I claim more rights to you than some newcomers, my settlers Spanish
and pioneer, but
California, you tease, you libertine, you naked, dancing, Baywatch empress,
You smile like I'm a discoverer, like I'm the first to cross this
poppy field, the first to pan your gold,
But Sonora whore, San Francisco Annual Hooker's Ball Belle,
California, you old bitch, I'm on to you!
No, California,
This is not because your are prettier than I am, which, yes, you are,
more leggy than a
Hollywood charity auction, more toothsome than the white capped waves
along Redondo Beach.
This is not a battle between blonde and brunette.
It's just that every time I bury a loved one in your boneyards, you
shine parade day sun on me.
It's just that every time I went to your schools in tattered clothes,
hair a condor's nest,
Your home room teachers smoked your shriveled grasses, and if they called
Child Protective Services, it was only to score more of your weed
from janitors who sold it there.
It's just that when the boy across town tried to pull me into your
laurel bushes, and
I fought him of with kicks and jabs learned from New Yorkers,
Your police force was to busy polishing their sunglasses to inquire
after me.
It's just that when you know that someone is crazy, California,
Manson family material, you shrug and giggle hidden mass
murders fertilize your back yards.
It's just that when a woman wrinkles, California,
You cut her face open and put the fat of her rump in her lips
this you call your style.
When fathers abandon children, California,
You offer birdsong and new-mown lawns.
When your cities riot, California
You rain no rain on the blazes.
When a migrant family of five sleeps in a used Pontiac, California,
You beckon them further up your thigh, crooking your finger even more frantically,
Winking your limpid tides, wafting their way the scent of your citrus valleys,
And then the baby dies, and the eldest joins the gang,
And the mother shrivels into a champagne grape raisin,
And the father, the father you have his number in your pocket;
he still believes you'll call any day.
California, you old bitch, I'm on to you!

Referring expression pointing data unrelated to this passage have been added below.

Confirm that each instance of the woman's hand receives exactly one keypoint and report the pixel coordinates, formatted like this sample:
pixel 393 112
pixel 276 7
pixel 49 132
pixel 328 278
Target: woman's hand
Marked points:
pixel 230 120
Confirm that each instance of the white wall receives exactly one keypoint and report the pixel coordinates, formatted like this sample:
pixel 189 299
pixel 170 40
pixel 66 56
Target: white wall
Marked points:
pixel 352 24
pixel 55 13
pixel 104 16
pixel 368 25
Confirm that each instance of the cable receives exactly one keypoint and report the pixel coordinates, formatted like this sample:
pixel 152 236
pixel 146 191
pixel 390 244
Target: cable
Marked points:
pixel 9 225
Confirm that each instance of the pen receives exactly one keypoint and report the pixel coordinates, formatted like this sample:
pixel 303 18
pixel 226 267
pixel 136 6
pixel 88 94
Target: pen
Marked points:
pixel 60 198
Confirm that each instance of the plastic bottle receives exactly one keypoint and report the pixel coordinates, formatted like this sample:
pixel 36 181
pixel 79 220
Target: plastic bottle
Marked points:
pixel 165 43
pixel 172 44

California, I condemn you for the thousand table-waiting actors on
Wilshire Boulevard!
California, I denounce you for the million mid-life crisis divorces
in the hills above Silicon Valley!
California, I am taping this notice to the bulletin board in the
Berkeley bookstore,
Hoping the lotus eaters here will catch the next bus to home to
Omaha rather than surrender their last days to the promise of you,
Betting in vain that there are a few people who still read in your
college towns, and among those,
A few who understand.
California, you old bitch, you won't have my bones.
I may pine for your broken promises, but I won't pay your cover
charge or your two drink minimum.
California, you old bitch, I've figured it out; that beauty mark of
yours is a liposuction scar!
No, I don't think you love me tender, no matter how sweet it is outside.
I know how much a lap dance from you costs, and I'm not buying
another one tonight.
California, you old bitch, I'm on to you!